The houses along the street now comprise an Ottoman-style inn called the Ayasofya Pansiyonlari operated by Turing.
Çelik Bey is the visionary who almost singlehandedly introduced the concept of historic preservation to Istanbul and indeed all of Turkey.
Naturally, the great imperial mosques and palaces had always been maintained, but everyday vernacular architecture was ignored. Mosques and palaces were built of stone and lasted for centuries. Houses were built of wood and rotted away, and old houses were replaced by new, safer, more comfortable ones with modern conveniences.
Çelik Bey's first Sultanahmet project was the fine Yesil Ev inn. It was fully booked almost from the time it opened its doors in 1987.
He followed that success with a bold project to restore all of the derelict wooden houses along Sogukçesme (soh-OOK CHESH-meh, "Cold Fountain") Sokak and make them an inn.

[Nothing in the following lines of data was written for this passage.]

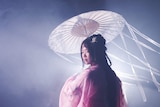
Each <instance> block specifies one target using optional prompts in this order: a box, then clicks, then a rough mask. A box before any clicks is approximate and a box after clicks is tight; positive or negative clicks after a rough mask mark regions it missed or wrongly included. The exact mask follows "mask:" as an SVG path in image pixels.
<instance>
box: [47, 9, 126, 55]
mask: <svg viewBox="0 0 160 107" xmlns="http://www.w3.org/2000/svg"><path fill="white" fill-rule="evenodd" d="M124 22H125V21H124V18H123V17H122V16H121V15H119V14H117V13H115V12H111V11H105V10H97V11H91V12H86V13H82V14H80V15H77V16H74V17H72V18H70V19H68V20H66V21H64V22H63V23H61V24H60V25H59V26H57V27H56V28H55V29H54V30H53V31H52V33H51V34H50V36H49V41H48V43H49V47H50V48H51V49H52V50H53V51H54V52H58V53H63V54H75V53H79V52H80V45H81V43H82V41H83V40H84V39H86V38H87V37H89V36H91V35H92V34H101V35H102V36H104V38H105V39H106V41H107V42H110V41H112V40H113V39H114V38H115V37H116V36H117V35H119V34H120V33H121V32H122V30H123V28H124V25H125V24H124Z"/></svg>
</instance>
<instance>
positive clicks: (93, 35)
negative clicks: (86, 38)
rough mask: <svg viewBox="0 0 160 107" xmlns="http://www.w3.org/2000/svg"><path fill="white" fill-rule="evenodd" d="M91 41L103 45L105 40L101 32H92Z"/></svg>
mask: <svg viewBox="0 0 160 107" xmlns="http://www.w3.org/2000/svg"><path fill="white" fill-rule="evenodd" d="M91 43H98V44H102V45H105V43H106V40H105V39H104V38H103V36H102V35H101V34H93V35H92V36H91Z"/></svg>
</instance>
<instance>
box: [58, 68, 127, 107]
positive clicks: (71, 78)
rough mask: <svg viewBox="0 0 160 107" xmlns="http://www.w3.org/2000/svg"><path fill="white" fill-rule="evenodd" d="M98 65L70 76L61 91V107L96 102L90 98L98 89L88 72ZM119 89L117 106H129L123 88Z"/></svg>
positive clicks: (86, 105)
mask: <svg viewBox="0 0 160 107" xmlns="http://www.w3.org/2000/svg"><path fill="white" fill-rule="evenodd" d="M96 67H97V66H91V67H89V68H88V69H85V70H84V71H83V72H81V73H80V74H76V75H74V76H71V77H70V78H68V80H67V81H66V82H65V84H64V86H63V88H62V90H61V93H60V98H59V107H92V105H91V103H94V102H95V101H94V102H93V101H92V102H91V101H90V99H91V98H92V96H93V95H94V94H95V93H96V89H95V87H94V86H93V83H92V81H90V80H88V74H89V73H90V72H91V71H93V70H94V69H96ZM99 80H101V79H99ZM120 84H121V83H120ZM119 91H120V95H119V99H118V102H117V107H127V106H126V103H125V99H124V95H123V92H122V88H120V90H119ZM97 102H98V101H97ZM100 103H101V102H100ZM100 103H99V104H100ZM103 103H104V101H103ZM102 106H103V107H105V106H104V104H100V105H98V106H97V107H102Z"/></svg>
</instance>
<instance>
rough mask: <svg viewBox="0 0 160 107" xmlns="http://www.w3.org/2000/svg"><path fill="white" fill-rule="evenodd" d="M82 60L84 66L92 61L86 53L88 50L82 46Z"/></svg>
mask: <svg viewBox="0 0 160 107" xmlns="http://www.w3.org/2000/svg"><path fill="white" fill-rule="evenodd" d="M81 51H82V53H81V54H82V60H83V62H84V63H85V64H92V59H91V56H90V53H89V51H88V49H87V48H86V47H85V46H84V45H82V50H81Z"/></svg>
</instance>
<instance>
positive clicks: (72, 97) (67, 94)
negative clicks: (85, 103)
mask: <svg viewBox="0 0 160 107" xmlns="http://www.w3.org/2000/svg"><path fill="white" fill-rule="evenodd" d="M76 78H77V75H74V76H71V77H70V78H68V79H67V80H66V82H65V84H64V85H63V87H62V89H61V92H60V97H59V107H77V105H78V102H79V100H80V97H81V91H80V90H79V89H78V87H77V85H76V84H75V80H76Z"/></svg>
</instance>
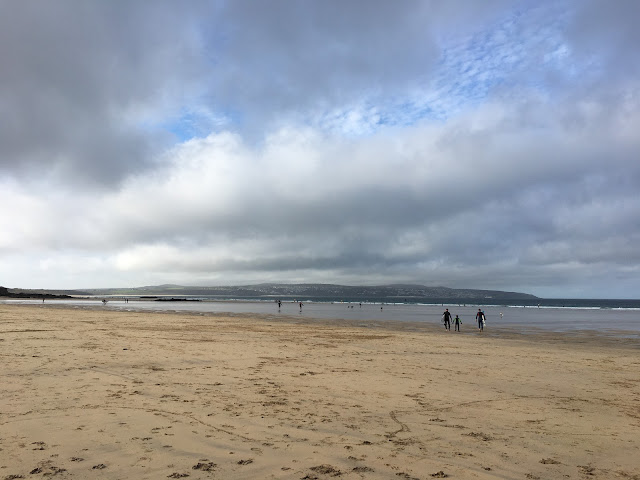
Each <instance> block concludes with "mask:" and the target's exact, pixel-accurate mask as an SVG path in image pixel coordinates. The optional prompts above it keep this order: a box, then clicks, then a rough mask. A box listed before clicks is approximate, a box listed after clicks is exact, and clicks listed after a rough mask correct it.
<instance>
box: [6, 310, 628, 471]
mask: <svg viewBox="0 0 640 480" xmlns="http://www.w3.org/2000/svg"><path fill="white" fill-rule="evenodd" d="M358 323H363V322H358V321H353V322H350V323H349V324H345V322H343V321H327V320H326V319H324V320H311V319H308V318H296V317H293V318H291V317H284V316H278V315H269V316H258V315H251V314H249V315H246V314H245V315H220V314H202V313H198V312H179V313H175V312H146V311H144V312H138V311H119V310H106V309H100V308H79V307H70V308H69V307H65V306H55V307H54V308H51V306H50V305H46V306H45V307H43V306H34V305H29V306H25V305H6V304H3V305H0V347H1V348H2V350H1V352H2V359H3V363H4V364H5V365H4V367H3V369H4V382H3V383H4V385H3V390H2V392H0V405H3V407H2V410H1V411H0V449H1V450H0V478H19V477H16V475H22V476H23V477H24V478H28V476H29V475H30V474H32V475H34V476H35V477H34V478H38V477H39V476H40V475H45V474H48V475H55V474H57V473H60V474H64V475H65V476H66V477H69V478H113V479H115V478H141V479H146V478H149V479H151V478H167V477H168V478H181V477H185V478H187V477H186V476H187V475H188V476H189V478H190V479H200V478H203V479H204V478H247V479H249V478H278V479H287V480H293V479H296V480H297V479H302V478H305V479H309V480H310V479H328V478H338V477H339V478H340V479H343V480H344V479H347V480H351V479H361V478H367V479H374V480H375V479H389V478H405V479H420V480H425V479H428V478H432V477H434V476H437V475H439V474H440V472H442V475H447V476H448V477H451V478H480V479H492V478H573V479H581V478H584V477H585V475H589V476H593V477H594V478H598V477H600V478H626V479H628V478H640V467H639V466H638V464H637V462H636V452H637V451H638V448H640V410H639V409H640V401H639V400H638V399H639V398H640V373H638V372H640V360H638V357H637V352H636V351H635V350H636V349H637V343H638V342H637V341H633V342H627V343H625V342H622V343H620V342H619V341H617V340H616V341H615V342H614V341H610V339H607V338H605V337H602V336H601V335H591V334H589V333H588V332H584V333H581V334H580V335H579V336H578V337H579V338H575V337H576V335H572V334H558V333H555V332H553V333H549V332H547V333H543V334H541V335H529V334H527V335H513V336H512V335H511V334H509V333H508V332H502V333H500V334H499V335H492V336H489V335H480V334H477V335H474V334H460V335H456V334H455V333H454V332H445V331H444V330H442V329H441V328H438V326H434V325H419V326H412V325H407V324H405V323H401V322H366V325H359V324H358ZM418 327H421V328H418ZM485 333H487V332H485ZM34 472H35V473H34ZM36 475H37V476H36ZM442 475H440V476H442Z"/></svg>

The houses are built right against the Topkapi Palace wall and look directly onto the great bulk of Ayasofya. Çelik Bey had difficulty obtaining official permission from the city government to undertake his project. He once told me:
"They said it wasn't right to build houses against the palace wall. They said the old houses should be torn down and not replaced. 'You'd never find houses against the palace wall in London or Paris,' they said.
"I told them, 'That's what is so wonderful about Istanbul! People built houses right up against the sultan's palace!'
"They finally agreed to let me restore the houses."
Sogukçesme Sokak gets only the occasional car. The only significant noise is that common to Istanbul, the City of a Thousand Mosques: the ezan, or call to prayer from loudspeakers on nearby minarets.